Ele rememora o menino da fazenda de café que ouvia histórias
dos tios, algumas relacionadas às
guerras mundiais, outras ao mundo da fantasia.
O menino, de apelido Candim, é
interpretado por Christian Melo,
9, que até então não gostava de
desenhar e diz passar a tomar gosto por causa do personagem.
Uma das cenas mostra Candim
vindo à luz, na hora do parto, amparado pela mãe (por Laila Garin).

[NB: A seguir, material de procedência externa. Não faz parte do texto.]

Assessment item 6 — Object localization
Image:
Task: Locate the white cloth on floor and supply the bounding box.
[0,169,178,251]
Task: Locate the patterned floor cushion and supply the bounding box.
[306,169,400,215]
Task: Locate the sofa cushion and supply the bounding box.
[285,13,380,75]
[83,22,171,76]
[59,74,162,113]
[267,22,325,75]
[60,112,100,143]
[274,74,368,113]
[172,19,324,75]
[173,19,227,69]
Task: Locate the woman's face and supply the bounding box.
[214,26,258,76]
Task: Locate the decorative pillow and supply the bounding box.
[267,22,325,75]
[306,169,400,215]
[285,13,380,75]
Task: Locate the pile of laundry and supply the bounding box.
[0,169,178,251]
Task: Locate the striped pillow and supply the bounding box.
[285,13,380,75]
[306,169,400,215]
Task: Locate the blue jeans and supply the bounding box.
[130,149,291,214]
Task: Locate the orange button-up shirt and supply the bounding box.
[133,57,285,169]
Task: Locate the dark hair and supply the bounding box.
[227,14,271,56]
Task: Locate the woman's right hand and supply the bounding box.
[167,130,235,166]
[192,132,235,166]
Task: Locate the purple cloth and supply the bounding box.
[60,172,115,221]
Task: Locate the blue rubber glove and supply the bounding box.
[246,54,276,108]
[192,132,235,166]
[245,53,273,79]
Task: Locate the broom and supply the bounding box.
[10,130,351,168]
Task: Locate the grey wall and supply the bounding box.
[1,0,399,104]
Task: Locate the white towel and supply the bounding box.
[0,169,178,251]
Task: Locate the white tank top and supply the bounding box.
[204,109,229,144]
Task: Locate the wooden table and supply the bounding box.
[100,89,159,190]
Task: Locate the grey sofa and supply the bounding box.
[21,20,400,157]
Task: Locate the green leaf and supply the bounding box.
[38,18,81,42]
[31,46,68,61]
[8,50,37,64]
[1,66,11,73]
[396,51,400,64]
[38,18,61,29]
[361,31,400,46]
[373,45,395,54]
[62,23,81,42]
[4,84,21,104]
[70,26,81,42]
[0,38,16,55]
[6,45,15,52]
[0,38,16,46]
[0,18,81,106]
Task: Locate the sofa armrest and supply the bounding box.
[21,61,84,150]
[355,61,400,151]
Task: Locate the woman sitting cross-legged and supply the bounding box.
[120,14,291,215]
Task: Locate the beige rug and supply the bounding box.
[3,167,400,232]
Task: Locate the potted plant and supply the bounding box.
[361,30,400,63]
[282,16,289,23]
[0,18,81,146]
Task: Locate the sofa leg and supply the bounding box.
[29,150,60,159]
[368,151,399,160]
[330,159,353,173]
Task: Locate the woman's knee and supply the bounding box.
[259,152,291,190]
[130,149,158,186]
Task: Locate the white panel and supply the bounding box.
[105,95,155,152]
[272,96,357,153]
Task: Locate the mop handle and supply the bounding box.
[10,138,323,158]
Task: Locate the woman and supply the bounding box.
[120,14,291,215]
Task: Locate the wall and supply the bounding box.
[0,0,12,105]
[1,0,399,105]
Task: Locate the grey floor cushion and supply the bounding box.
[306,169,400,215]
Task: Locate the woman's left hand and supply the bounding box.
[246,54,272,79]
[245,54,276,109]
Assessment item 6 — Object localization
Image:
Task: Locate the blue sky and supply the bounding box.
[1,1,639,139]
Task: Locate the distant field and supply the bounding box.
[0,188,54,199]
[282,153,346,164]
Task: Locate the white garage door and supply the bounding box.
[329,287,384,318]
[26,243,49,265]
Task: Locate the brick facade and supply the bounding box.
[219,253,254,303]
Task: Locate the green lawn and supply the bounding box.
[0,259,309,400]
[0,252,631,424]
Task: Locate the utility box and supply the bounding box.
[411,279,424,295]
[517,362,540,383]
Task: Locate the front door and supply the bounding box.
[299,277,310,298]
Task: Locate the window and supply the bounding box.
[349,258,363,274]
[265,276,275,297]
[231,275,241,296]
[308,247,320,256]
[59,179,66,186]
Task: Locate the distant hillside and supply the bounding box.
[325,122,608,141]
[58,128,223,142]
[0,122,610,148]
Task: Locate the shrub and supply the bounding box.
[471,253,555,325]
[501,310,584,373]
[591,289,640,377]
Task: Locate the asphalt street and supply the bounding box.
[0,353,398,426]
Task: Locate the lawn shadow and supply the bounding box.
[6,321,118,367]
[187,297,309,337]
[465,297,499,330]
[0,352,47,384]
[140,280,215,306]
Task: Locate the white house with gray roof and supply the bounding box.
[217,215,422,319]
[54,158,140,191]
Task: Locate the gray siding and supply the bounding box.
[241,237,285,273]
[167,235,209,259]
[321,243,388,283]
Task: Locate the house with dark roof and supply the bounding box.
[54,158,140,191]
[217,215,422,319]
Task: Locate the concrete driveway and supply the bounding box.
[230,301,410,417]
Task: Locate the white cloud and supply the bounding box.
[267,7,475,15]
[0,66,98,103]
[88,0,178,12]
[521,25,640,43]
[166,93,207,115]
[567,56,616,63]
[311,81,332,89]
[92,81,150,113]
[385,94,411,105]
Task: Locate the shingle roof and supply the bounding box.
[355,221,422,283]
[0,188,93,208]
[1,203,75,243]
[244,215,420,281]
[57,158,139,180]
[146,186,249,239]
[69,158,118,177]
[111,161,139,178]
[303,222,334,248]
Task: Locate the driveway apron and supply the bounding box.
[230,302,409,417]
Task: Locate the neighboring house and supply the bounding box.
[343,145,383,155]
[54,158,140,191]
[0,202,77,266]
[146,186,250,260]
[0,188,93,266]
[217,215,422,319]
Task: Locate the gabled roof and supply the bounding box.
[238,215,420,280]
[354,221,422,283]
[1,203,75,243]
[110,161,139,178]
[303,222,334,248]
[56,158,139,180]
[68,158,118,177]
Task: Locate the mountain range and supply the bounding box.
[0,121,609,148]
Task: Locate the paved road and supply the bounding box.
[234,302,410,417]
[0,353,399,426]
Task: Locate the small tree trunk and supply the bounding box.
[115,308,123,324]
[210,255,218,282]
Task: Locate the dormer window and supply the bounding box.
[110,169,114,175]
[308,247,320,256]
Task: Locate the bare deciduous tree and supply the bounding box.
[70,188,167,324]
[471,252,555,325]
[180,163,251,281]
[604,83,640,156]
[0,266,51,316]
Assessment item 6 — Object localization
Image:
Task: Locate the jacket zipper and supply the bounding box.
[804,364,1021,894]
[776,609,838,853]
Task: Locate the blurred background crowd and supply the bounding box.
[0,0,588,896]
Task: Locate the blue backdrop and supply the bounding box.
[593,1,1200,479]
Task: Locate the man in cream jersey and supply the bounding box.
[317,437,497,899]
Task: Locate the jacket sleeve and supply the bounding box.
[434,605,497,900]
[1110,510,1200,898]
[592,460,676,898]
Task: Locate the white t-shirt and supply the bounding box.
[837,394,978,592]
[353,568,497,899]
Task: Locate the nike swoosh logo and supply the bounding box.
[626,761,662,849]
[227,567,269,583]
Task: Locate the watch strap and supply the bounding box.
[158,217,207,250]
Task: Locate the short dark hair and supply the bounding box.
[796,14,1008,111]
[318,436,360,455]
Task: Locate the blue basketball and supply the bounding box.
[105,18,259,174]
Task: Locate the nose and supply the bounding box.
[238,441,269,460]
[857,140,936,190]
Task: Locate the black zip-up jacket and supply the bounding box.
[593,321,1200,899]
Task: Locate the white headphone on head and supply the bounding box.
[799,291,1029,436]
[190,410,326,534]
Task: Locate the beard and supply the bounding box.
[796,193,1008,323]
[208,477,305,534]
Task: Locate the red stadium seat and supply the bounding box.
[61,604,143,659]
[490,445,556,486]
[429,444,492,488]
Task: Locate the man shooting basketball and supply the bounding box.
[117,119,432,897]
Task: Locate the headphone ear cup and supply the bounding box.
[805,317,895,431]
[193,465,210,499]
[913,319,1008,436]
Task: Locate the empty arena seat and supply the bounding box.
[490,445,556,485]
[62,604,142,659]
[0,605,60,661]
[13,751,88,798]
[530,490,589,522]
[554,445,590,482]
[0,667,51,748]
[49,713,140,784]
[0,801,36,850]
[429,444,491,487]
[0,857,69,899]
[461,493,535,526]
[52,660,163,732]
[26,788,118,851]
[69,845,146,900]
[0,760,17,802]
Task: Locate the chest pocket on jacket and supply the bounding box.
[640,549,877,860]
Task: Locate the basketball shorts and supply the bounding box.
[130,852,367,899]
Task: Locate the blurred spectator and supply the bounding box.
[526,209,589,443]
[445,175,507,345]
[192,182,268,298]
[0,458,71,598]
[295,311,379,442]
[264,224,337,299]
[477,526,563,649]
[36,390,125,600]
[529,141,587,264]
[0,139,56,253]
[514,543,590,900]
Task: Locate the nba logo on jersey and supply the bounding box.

Noutra, a mais divertida, segundo Christian, Candim e coleguinhas tomam banho num rio
sugerido pela iluminação e pela
metamorfose dos bancos de madeira que também viram mesa
para a hora da janta.
Tudo acontece num espaço sugerido como um galpão, no qual
balanços caem dos céus e seu
miolo pode ser imaginado como
um recorrente quintal de terra.
À esquerda do palco, há 23 reproduções de quadros de Portinari, alguns deles construídos no espetáculo por meio da expressão
corporal de atores ou do coro, notadamente o óleo "Menina Sentada" (1943), em que a ruivinha Júlia Fernanda, 9, não só se mantém
na posição do quadro, como também entoa uma canção infantil.
Doze músicos fazem acompanhamento ao vivo em 14 temas. O
diretor musical Laércio de Freitas,
62, diz que o universo sonoro evoca as orquestras de saraus dançantes do interior de antanho.
Ao todo, são 22 atores, 11 adultos contracenando com a outra
concorrida metade mirim.
Vasconcelos deixa explícito em
"Porti-Nari" a sua referência regional. Surpreende-se em ver na
trajetória do pintor paulista relação com "a luta do homem comum brasileiro". São explícitas,
por exemplo, referências aos retirantes que migram em busca de
uma dignidade nem sempre alcançada.
Portinari, que foi filiado ao Partido Comunista, retrata isso em
pinturas como "Os Despejados"
(1934), um dos temas sociais recorrentes em sua obra.
PORTI-NARI: A ÓPERA - de: Luis Alberto
de Abreu. Concepção e direção: Luiz
Carlos Vasconcelos. Com: Ando Camargo
Mazolini, Edna Aguiar, Eucir de Sousa,
Servílio de Holanda, João Botelho,
Leonardo Lima, Nayara Sayuri etc. Onde:
Sesc Ipiranga - teatro (r. Bom Pastor, 822,
tel. 0/xx/11/3340-2000). Quando: estréia
hoje; de qui. a sáb., às 21h; dom., às 20h.
Quanto: R$ 18. Até 2/11.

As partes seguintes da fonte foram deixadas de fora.